Some people, she said, had also taken the time to visit him at the hospital and this was particularly welcome as Ajani enjoyed the attention.
McNamee said she
was also pleasantly surprised that Minister
with responsibility for Information, Senator Sandrea Falconer -- who first informed her of Government's intention to help -- also took the time to telephone on more than one occasion to check on Ajani's welfare.
"She calls to check up on him to see if he is doing OK and she says she wants to be invited to his graduation when he graduates from high school," McNamee said.
Meanwhile, Falconer told the Observer that she decided to intervene after reading about Ajani's plight and the commitment of a mother to help her child.
Falconer said she immediately reached out to her colleague, Health Minister Dr Fenton Ferguson, who made the necessary arrangements for the radiation to be paid for.
"I just hope that he will pull through and be able to beat this and grow up to be a productive member of the society," Falconer said.
McNamee also had special thanks to the Good Samaritan Jeannie Croskery who first brought Ajani's plight to the media and who has since been sourcing additional funds from friends to cover some of the other costs.
"Auntie Jean -- to me and Ajani -- is there at the hospital to see us every day or every other day even when she is obviously tired and I am so grateful," she said, adding that she also promised to bring Ajani a cake as he will be spending his birthday in the hospital on August 5.
Neyesha Watson, an Observer reader living in the Cayman Islands, said she was so touched by the family's plight that she immediately organised a bake sale at her job to raise $19,588.
"I told my co-workers at Books and Books and they went out and bought the items and made several baked products and took them to the office and sold them," she explained.
Meanwhile, Ajani has been released from the hospital and is now back home with his family as he awaits the special cap to be completed.
"It is so very good to be home and my daughter is excited because I will also be here for her birthday," McNamee said.
Ajani, too, is glad for the opportunity to play with other kids again.
"He is not even right here with me now because he is playing with his cousins," she said, explaining that he has not quite regained his strength and balance when he walks.
She explained further that arrangements are being made for Ajani to be admitted at the Bustamante Hospital for Children when he returns to Kingston to undergo the six weeks of radiation treatment.
However, McNamee said this is not yet confirmed as she is not willing to leave his side.
"I am told that I might not be able to stay there with him at the Children's Hospital and I don't want to leave him alone.

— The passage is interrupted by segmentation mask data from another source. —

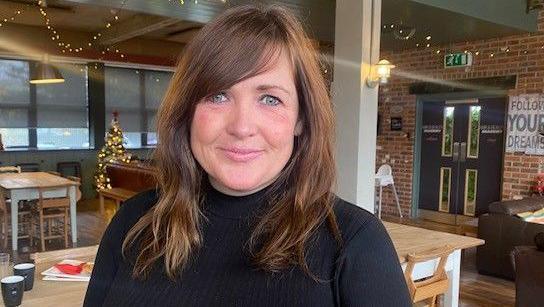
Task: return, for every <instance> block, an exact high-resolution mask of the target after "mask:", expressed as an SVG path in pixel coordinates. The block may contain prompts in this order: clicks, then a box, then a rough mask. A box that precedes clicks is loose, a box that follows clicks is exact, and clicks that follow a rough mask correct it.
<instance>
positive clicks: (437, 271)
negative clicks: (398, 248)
mask: <svg viewBox="0 0 544 307" xmlns="http://www.w3.org/2000/svg"><path fill="white" fill-rule="evenodd" d="M453 251H454V249H453V248H452V247H451V246H449V245H445V246H442V247H439V248H435V249H431V250H428V251H424V252H421V253H417V254H415V253H413V254H408V257H407V261H408V262H407V265H406V270H405V271H404V278H405V279H406V284H407V285H408V290H409V291H410V295H411V297H412V302H414V303H416V302H419V301H422V300H425V299H429V298H434V297H436V296H437V295H439V294H443V293H445V292H446V291H447V289H448V275H447V274H446V262H447V260H448V256H449V255H450V254H451V253H452V252H453ZM437 258H438V259H439V262H438V265H437V266H436V269H435V271H434V273H433V275H432V276H430V277H427V278H423V279H419V280H414V279H413V278H412V272H413V270H414V267H415V266H416V264H417V263H421V262H426V261H429V260H433V259H437Z"/></svg>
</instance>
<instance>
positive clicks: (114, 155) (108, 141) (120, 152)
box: [94, 111, 131, 191]
mask: <svg viewBox="0 0 544 307" xmlns="http://www.w3.org/2000/svg"><path fill="white" fill-rule="evenodd" d="M117 117H118V113H117V111H115V112H113V119H112V120H111V125H110V130H109V131H108V133H107V134H106V138H105V141H106V144H105V145H104V147H102V149H101V150H100V152H98V162H97V166H96V171H95V173H94V181H95V186H96V191H100V190H103V189H111V185H110V179H109V178H108V174H107V173H106V164H107V163H108V162H114V161H123V162H127V163H128V162H130V159H131V156H130V154H127V152H126V150H125V146H123V131H122V130H121V127H120V126H119V121H118V120H117Z"/></svg>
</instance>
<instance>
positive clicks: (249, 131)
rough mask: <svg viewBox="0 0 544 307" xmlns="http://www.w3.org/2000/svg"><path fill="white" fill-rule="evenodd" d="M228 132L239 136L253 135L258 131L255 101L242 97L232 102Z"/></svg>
mask: <svg viewBox="0 0 544 307" xmlns="http://www.w3.org/2000/svg"><path fill="white" fill-rule="evenodd" d="M227 132H228V133H229V134H231V135H233V136H235V137H237V138H247V137H251V136H253V135H254V134H255V133H256V132H257V116H256V113H255V110H254V103H253V102H251V101H250V100H249V99H241V100H238V101H236V102H235V103H234V104H232V108H231V110H230V112H229V121H228V125H227Z"/></svg>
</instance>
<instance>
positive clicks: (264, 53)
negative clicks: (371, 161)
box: [85, 6, 410, 306]
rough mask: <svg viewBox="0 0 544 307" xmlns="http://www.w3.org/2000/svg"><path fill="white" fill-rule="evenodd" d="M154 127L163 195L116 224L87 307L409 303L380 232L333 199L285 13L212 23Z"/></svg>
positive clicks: (182, 72)
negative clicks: (158, 144)
mask: <svg viewBox="0 0 544 307" xmlns="http://www.w3.org/2000/svg"><path fill="white" fill-rule="evenodd" d="M157 122H158V129H157V130H158V135H159V143H158V144H159V145H158V147H157V149H156V151H155V158H156V161H157V163H158V182H159V185H160V187H159V188H160V189H159V190H158V191H148V192H145V193H142V194H140V195H138V196H136V197H134V198H132V199H130V200H129V201H127V202H125V204H124V205H123V206H122V208H121V210H119V212H118V213H117V214H116V216H115V217H114V219H113V220H112V222H111V224H110V225H109V227H108V229H107V230H106V233H105V235H104V237H103V239H102V242H101V244H100V248H99V251H98V255H97V258H96V264H95V267H94V271H93V275H92V278H91V281H90V284H89V287H88V290H87V295H86V298H85V305H86V306H101V305H103V306H408V305H410V298H409V294H408V290H407V287H406V284H405V282H404V278H403V275H402V271H401V267H400V264H399V262H398V258H397V256H396V253H395V251H394V249H393V245H392V243H391V240H390V238H389V237H388V235H387V233H386V232H385V230H384V228H383V226H382V224H381V223H380V222H379V221H378V220H377V219H376V218H374V216H373V215H371V214H369V213H367V212H366V211H364V210H362V209H360V208H359V207H356V206H354V205H352V204H349V203H347V202H345V201H342V200H340V199H338V198H336V197H335V196H334V195H333V193H332V192H331V191H332V189H333V186H334V182H335V173H334V167H335V166H334V160H333V145H332V141H331V140H332V137H333V112H332V107H331V102H330V99H329V96H328V94H327V90H326V86H325V84H324V80H323V77H322V75H321V73H320V70H319V64H318V62H317V59H316V56H315V53H314V51H313V50H312V49H311V45H310V43H309V40H308V38H307V37H306V36H305V34H304V31H303V29H302V27H301V25H300V24H299V23H298V22H297V21H296V19H295V18H294V17H293V16H292V15H291V14H289V13H287V12H286V11H285V10H283V9H281V8H278V7H267V8H260V7H255V6H244V7H238V8H234V9H231V10H228V11H227V12H225V13H224V14H222V15H221V16H219V17H218V18H217V19H215V20H214V21H213V22H211V23H209V24H207V25H206V26H205V27H204V28H203V29H202V30H201V31H200V32H199V34H198V35H197V36H196V37H195V38H194V39H193V41H192V42H191V43H190V44H189V45H188V46H187V48H186V50H185V52H184V55H183V57H182V59H181V60H180V62H179V64H178V67H177V69H176V72H175V74H174V76H173V78H172V81H171V83H170V87H169V89H168V90H167V93H166V95H165V98H164V100H163V103H162V105H161V108H160V110H159V114H158V121H157Z"/></svg>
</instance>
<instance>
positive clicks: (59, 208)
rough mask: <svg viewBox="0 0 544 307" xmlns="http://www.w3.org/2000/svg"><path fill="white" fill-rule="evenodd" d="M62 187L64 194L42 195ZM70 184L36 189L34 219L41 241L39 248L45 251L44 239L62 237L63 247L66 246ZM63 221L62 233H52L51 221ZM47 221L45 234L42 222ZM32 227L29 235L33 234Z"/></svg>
mask: <svg viewBox="0 0 544 307" xmlns="http://www.w3.org/2000/svg"><path fill="white" fill-rule="evenodd" d="M59 189H62V190H64V191H65V193H64V196H61V197H54V198H46V197H44V195H45V194H47V193H48V192H50V191H53V190H59ZM69 191H70V185H61V186H55V187H47V188H40V189H38V197H39V198H38V204H37V206H36V207H35V211H34V214H33V215H34V219H35V220H37V225H38V226H39V232H40V233H39V238H40V241H41V242H40V243H41V250H42V251H45V240H50V239H55V238H63V237H64V247H65V248H67V247H68V220H69V216H70V194H69ZM54 220H60V221H63V227H62V229H63V233H61V234H58V233H57V234H54V233H53V225H52V223H51V222H52V221H54ZM45 221H47V222H48V223H47V224H48V225H47V226H48V229H47V235H45V229H44V224H45V223H44V222H45ZM33 229H34V228H32V233H31V235H32V236H34V231H33Z"/></svg>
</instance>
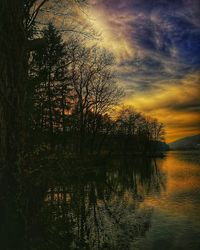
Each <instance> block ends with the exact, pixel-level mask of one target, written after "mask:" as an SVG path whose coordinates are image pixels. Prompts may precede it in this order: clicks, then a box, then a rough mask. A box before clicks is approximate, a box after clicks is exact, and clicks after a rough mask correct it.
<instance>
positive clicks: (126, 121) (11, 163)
mask: <svg viewBox="0 0 200 250" xmlns="http://www.w3.org/2000/svg"><path fill="white" fill-rule="evenodd" d="M84 2H85V1H84V0H80V1H79V0H74V1H73V0H69V1H68V0H15V1H12V0H1V1H0V55H1V58H0V201H1V204H2V205H1V206H0V215H1V216H2V220H1V221H2V224H1V227H0V235H1V236H3V239H2V240H3V243H2V245H3V249H5V250H7V249H8V250H11V249H20V250H21V249H24V250H28V249H38V250H39V249H70V247H71V244H72V247H71V249H95V248H96V249H118V248H116V247H117V246H119V249H129V248H130V246H127V247H126V248H124V246H121V245H120V244H122V242H123V241H121V240H119V239H120V238H119V237H118V236H116V237H117V239H116V241H115V244H114V246H113V243H111V242H109V241H108V242H109V243H107V240H106V239H107V237H108V236H107V234H102V233H101V230H104V229H103V227H104V226H102V225H101V226H100V220H101V218H103V220H107V218H108V220H110V218H111V220H112V221H114V224H116V223H117V224H119V226H118V228H120V230H118V231H120V233H122V234H123V237H124V235H126V232H125V231H124V229H123V228H124V227H125V228H126V227H128V228H129V229H130V234H129V235H133V234H132V233H131V232H134V236H137V235H138V236H139V235H141V234H144V233H145V232H146V231H147V229H148V227H149V221H145V223H144V222H142V221H140V222H138V224H137V225H136V226H135V224H134V219H133V221H132V224H131V225H130V226H129V225H128V222H129V221H128V219H127V218H126V223H125V222H123V220H122V222H121V221H120V220H121V219H119V218H118V217H117V213H118V212H117V211H115V208H118V205H119V203H120V201H119V202H118V203H117V204H116V205H115V206H114V207H115V208H113V204H112V201H113V200H115V199H114V197H115V196H116V197H117V196H119V197H120V199H121V198H122V196H123V195H122V196H120V195H119V194H120V193H121V194H124V192H125V190H126V191H128V188H129V187H128V185H129V184H131V185H132V184H133V185H132V186H131V188H132V189H134V195H135V198H134V199H136V200H137V199H138V200H140V199H143V198H142V196H141V195H139V196H138V194H137V187H138V185H137V183H136V182H137V178H136V177H137V176H139V177H140V179H141V183H140V185H143V186H145V185H148V188H149V189H150V188H151V185H150V182H149V181H148V180H149V179H148V174H150V176H151V177H152V176H157V175H155V174H157V173H158V171H154V170H152V167H151V164H146V163H142V164H143V169H142V167H141V169H140V171H143V170H144V172H143V173H142V176H140V174H137V173H136V172H137V169H135V170H134V169H132V168H130V169H129V168H127V169H126V170H127V173H129V174H128V175H126V174H125V173H124V172H123V170H121V168H120V169H119V171H116V172H115V173H114V172H112V171H111V173H109V172H107V170H106V171H104V170H103V168H102V165H101V164H100V163H99V162H101V161H102V158H101V159H100V160H99V158H98V159H97V158H96V160H97V161H98V164H97V165H96V164H94V165H93V164H92V163H91V162H90V161H89V160H88V158H89V157H88V155H93V154H95V155H98V157H99V156H102V155H106V154H108V153H113V154H116V155H119V154H126V155H127V154H141V155H142V156H144V155H145V154H148V155H155V154H156V151H157V149H158V144H159V143H160V142H161V141H163V136H164V129H163V125H162V124H161V123H159V122H158V121H157V120H155V119H152V118H150V117H147V116H145V115H144V114H142V113H139V112H137V111H135V110H134V108H133V107H129V106H122V107H121V108H116V107H117V106H119V103H120V100H121V98H122V97H123V95H124V94H123V90H122V89H121V88H120V87H118V85H117V82H116V77H115V72H114V68H115V59H114V57H113V55H112V54H111V53H110V52H108V51H106V50H105V49H103V48H99V47H98V46H97V45H91V44H93V43H94V42H93V41H92V42H91V41H89V43H88V40H87V38H88V36H89V37H90V38H91V37H92V38H93V37H94V36H95V34H91V32H90V31H91V30H90V28H89V29H88V28H87V27H84V25H83V26H82V25H81V23H80V22H79V26H76V25H75V26H74V24H73V25H72V26H73V27H71V26H70V25H71V21H69V22H68V27H67V28H65V27H64V28H63V27H62V24H63V23H64V24H65V21H66V20H68V19H70V17H71V16H72V14H73V15H75V14H76V13H77V12H78V11H82V5H83V4H84ZM77 6H78V7H77ZM76 7H77V8H78V11H77V10H76V11H74V12H73V8H76ZM64 10H65V11H69V13H66V12H65V13H64V12H63V11H64ZM71 12H72V13H71ZM64 19H65V20H64ZM63 20H64V21H63ZM59 23H61V25H60V26H59ZM58 26H59V27H58ZM66 31H73V32H72V35H71V33H70V32H67V33H66ZM86 37H87V38H86ZM79 156H81V157H79ZM84 156H87V157H84ZM105 157H106V156H105ZM85 158H86V159H87V160H86V159H85ZM91 159H95V157H91ZM143 160H144V159H143ZM143 160H142V161H143ZM145 160H147V161H148V160H150V159H145ZM82 161H86V162H87V163H86V164H81V165H80V168H79V169H78V170H77V165H79V164H80V162H82ZM126 161H127V159H126ZM88 162H90V163H88ZM72 163H73V164H74V166H71V164H72ZM73 164H72V165H73ZM88 164H90V170H91V169H92V168H94V171H95V175H92V176H91V179H89V181H88V182H87V183H85V182H84V180H86V179H87V178H90V174H91V171H89V170H88ZM115 164H116V165H117V164H118V162H116V163H115ZM145 164H146V165H147V167H146V168H145V166H146V165H145ZM100 165H101V166H100ZM127 165H128V163H127ZM98 167H99V168H98ZM74 169H76V171H75V177H74V176H72V174H70V172H72V173H74V171H73V170H74ZM153 169H154V168H153ZM124 170H125V168H124ZM134 171H136V172H134ZM138 171H139V170H138ZM151 171H152V172H151ZM82 172H84V175H82V174H81V173H82ZM133 172H134V173H133ZM146 172H147V174H146V175H147V176H146V175H145V173H146ZM107 175H108V176H109V178H107ZM116 176H117V179H116ZM143 177H144V178H143ZM63 178H64V179H63ZM73 178H80V180H79V181H77V182H74V183H72V182H71V183H67V184H66V181H68V180H69V179H71V180H73ZM105 178H107V181H106V183H104V182H103V181H104V179H105ZM145 178H146V179H145ZM98 180H99V183H98ZM151 180H154V181H159V179H157V177H156V178H155V179H154V177H152V179H151ZM62 181H63V182H62ZM142 181H144V182H143V183H142ZM151 183H152V182H151ZM104 184H105V185H104ZM156 185H157V187H158V188H159V183H157V184H156ZM47 191H48V197H47ZM61 191H62V192H61ZM113 193H114V195H112V199H111V194H113ZM61 197H62V198H61ZM100 204H103V208H102V207H101V206H100V207H99V205H100ZM102 209H103V210H102ZM113 209H114V210H113ZM134 209H135V206H134ZM105 212H106V214H107V215H106V216H107V217H105V218H104V217H103V216H104V213H105ZM121 212H122V211H120V213H121ZM127 212H129V213H130V209H128V210H127ZM148 218H149V217H148ZM90 220H92V222H90ZM127 221H128V222H127ZM123 223H125V224H123ZM91 225H92V226H91ZM90 227H91V228H90ZM92 227H93V228H94V230H95V236H92V235H90V233H91V232H92V230H93V228H92ZM102 235H103V236H102ZM116 235H118V232H116ZM53 236H55V237H53ZM102 237H103V238H102ZM109 237H110V238H111V234H109ZM123 237H122V238H123ZM130 237H131V236H130ZM10 238H11V240H10ZM63 239H68V240H69V241H70V242H71V243H69V244H70V247H68V246H69V245H68V246H66V244H68V243H67V242H69V241H62V240H63ZM96 239H97V240H96ZM45 244H46V245H45ZM73 244H75V246H74V248H73ZM91 244H98V245H97V246H96V245H95V248H94V247H92V245H91ZM106 244H108V245H106ZM124 244H125V243H124ZM126 244H127V243H126ZM128 247H129V248H128Z"/></svg>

So, if I can't stay there I may have to find somewhere else," she said.
McNamee said the doctors are recommending that Ajani remains in a hospital setting while undergoing radiation so as not to expose him to infections through the tube he is being fed through.
The challenge now, however, is the need to get Ajani from the hospital to the radiation facility at Ripon Road.Croskery said she is now soliciting help with transportation to get him to and from the facility five days a week.
"I will be taking him for the first day and I have some friends who are willing to drive him some of the time but we still need to get some other people to volunteer to help," she said.
At the end of the radiation sessions, McNamee said the family is optimistic that Ajani will return to having a normal life. Until then, Ajani is not quite yet out of the woods as McNamee said further tests are to be done to determine what is causing a sharp pain in his eye, which is still somewhat swollen.
The doctors are also watching to see if he will be able to swallow so that he can be fed without a tube.